Episode 3: Training a Robot’s Brain – OpenVLA’s Learning and Adaptation
Welcome back to our OpenVLA deep dive. In the last episode we figured out what the model’s parts are and how they operate. Now it’s time for the next logical question: How do you teach such a model to do all those tasks? Today we’re going to talk about OpenVLA’s training process—both its initial pretraining on a huge dataset and the ways we can fine-tune it afterward. If Episode 2 was the “hardware” (so to speak) of the brain, consider this the “education and practice” that made it smart.
Let’s start with the pretraining data because that’s truly the bedrock of OpenVLA’s capabilities. The creators of OpenVLA didn’t just gather a few demonstrations; they built on an unprecedented collaborative dataset called Open X-Embodiment (often shortened to OpenX). This is essentially a unification of robot demonstration datasets contributed by many different institutions (Google, Stanford, Berkeley, and more) into one giant pool. The result was about 970,000 robot manipulation trajectories covering a wide range of tasks, environments, and robot types. Think about that number: nearly one million episodes! These include everything from robot arms picking and placing objects on tables, to stacking blocks, opening drawers, wiping surfaces – you name it. And importantly, these data come from multiple embodiments: small robot arms like WidowX, larger industrial arms, maybe some mobile manipulator data, etc., each in various settings. Some data has natural language instructions annotated (like “place the apple in the bowl”), others might have goal indicators. OpenVLA’s training curated a mix of this data, ensuring that the model sees a diverse sample of the physical world of manipulation. Diversity is key – it’s what allows a single model to generalize across tasks and environments.
They trained OpenVLA on this dataset for about 15 days using 64 A100 GPUs (a serious amount of compute). During this training, the model weights were adjusted so that it gradually learned to map from (“instruction + image”) to (“action tokens”) that would successfully achieve the task in the training examples. One smart decision was that they didn’t train from scratch; they fine-tuned a pretrained model. Recall, OpenVLA’s architecture uses a Llama-2 language model and pretrained vision encoders. Initially, those components already knew a lot: Llama-2 knew language, and DINOv2/SigLIP knew vision.
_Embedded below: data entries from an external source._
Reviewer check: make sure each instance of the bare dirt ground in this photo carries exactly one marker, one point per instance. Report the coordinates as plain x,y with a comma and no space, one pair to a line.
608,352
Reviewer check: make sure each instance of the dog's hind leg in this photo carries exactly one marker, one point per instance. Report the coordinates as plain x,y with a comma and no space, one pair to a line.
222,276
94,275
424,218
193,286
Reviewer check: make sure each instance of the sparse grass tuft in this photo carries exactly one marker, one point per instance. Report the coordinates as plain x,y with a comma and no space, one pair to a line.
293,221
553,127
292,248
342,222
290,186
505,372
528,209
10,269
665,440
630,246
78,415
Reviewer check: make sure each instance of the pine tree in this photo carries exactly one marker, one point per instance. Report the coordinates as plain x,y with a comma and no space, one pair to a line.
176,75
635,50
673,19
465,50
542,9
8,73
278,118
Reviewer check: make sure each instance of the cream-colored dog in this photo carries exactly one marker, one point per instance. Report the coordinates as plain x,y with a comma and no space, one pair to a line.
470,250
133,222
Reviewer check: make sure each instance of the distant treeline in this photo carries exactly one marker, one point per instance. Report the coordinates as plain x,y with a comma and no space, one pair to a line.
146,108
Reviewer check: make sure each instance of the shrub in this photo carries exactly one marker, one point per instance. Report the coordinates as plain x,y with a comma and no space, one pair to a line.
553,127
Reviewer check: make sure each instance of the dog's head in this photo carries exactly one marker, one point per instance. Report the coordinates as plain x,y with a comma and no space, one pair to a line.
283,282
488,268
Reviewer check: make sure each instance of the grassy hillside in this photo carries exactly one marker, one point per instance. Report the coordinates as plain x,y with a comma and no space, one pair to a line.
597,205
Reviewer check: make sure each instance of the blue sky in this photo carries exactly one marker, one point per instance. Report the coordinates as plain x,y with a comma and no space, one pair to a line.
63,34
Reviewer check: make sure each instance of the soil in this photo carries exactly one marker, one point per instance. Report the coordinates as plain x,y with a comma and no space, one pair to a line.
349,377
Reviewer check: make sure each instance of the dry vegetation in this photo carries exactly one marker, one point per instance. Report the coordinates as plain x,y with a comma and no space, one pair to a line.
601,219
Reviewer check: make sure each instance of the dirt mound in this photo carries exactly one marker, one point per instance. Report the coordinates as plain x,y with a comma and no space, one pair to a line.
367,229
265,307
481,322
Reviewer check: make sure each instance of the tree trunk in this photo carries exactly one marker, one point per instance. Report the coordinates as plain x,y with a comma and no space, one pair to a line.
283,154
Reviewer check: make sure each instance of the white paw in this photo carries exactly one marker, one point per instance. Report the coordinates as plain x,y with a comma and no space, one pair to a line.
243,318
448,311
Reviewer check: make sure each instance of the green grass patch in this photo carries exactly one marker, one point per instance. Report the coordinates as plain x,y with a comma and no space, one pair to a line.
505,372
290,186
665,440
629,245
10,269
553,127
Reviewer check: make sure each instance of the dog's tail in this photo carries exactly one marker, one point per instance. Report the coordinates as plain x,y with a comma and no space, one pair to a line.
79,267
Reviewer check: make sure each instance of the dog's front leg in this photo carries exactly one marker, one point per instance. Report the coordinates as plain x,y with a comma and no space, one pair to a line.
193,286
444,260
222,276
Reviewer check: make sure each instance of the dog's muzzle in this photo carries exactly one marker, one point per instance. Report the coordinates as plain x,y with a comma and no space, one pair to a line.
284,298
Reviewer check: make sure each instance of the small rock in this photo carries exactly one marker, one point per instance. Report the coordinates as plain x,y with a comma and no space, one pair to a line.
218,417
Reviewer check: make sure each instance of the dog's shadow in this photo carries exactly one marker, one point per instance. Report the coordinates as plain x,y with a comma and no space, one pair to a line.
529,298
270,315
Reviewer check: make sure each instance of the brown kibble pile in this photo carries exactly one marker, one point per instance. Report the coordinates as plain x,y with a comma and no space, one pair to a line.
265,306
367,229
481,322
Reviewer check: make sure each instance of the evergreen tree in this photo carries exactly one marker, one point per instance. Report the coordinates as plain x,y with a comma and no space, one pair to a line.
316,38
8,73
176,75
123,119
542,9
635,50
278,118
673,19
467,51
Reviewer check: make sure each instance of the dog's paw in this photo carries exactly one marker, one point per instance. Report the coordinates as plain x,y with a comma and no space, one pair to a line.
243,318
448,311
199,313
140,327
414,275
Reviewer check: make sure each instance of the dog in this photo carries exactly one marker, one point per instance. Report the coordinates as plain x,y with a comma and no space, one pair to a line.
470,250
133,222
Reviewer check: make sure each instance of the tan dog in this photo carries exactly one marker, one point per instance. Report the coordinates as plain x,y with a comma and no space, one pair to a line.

The training process thus was about connecting these to the robot actions. By the end of pretraining, OpenVLA essentially had absorbed the entire OpenX dataset’s worth of robot know-how into its parameters.
The result of this large-scale training was evident in performance: as we noted earlier, OpenVLA could zero-shot generalize to multiple robots and tasks. It’s like a student that attended a very good robotics school for a couple of years – it has a strong base knowledge. But what if you want to teach it something new after graduation, so to speak? That’s where fine-tuning comes in. A major focus of the OpenVLA project was to enable efficient adaptation of the model to new settings. Why is that important? Because no matter how big your pretraining data, a real robot deployment might have specifics that weren’t covered. Maybe you have a different robot arm that wasn’t in OpenX, or a unique task with custom objects, or you mounted the camera in a weird spot. In such cases, we don’t want to collect another million demonstrations to train a whole new model; we’d like to fine-tune the existing OpenVLA with perhaps just tens or hundreds of examples of the new scenario.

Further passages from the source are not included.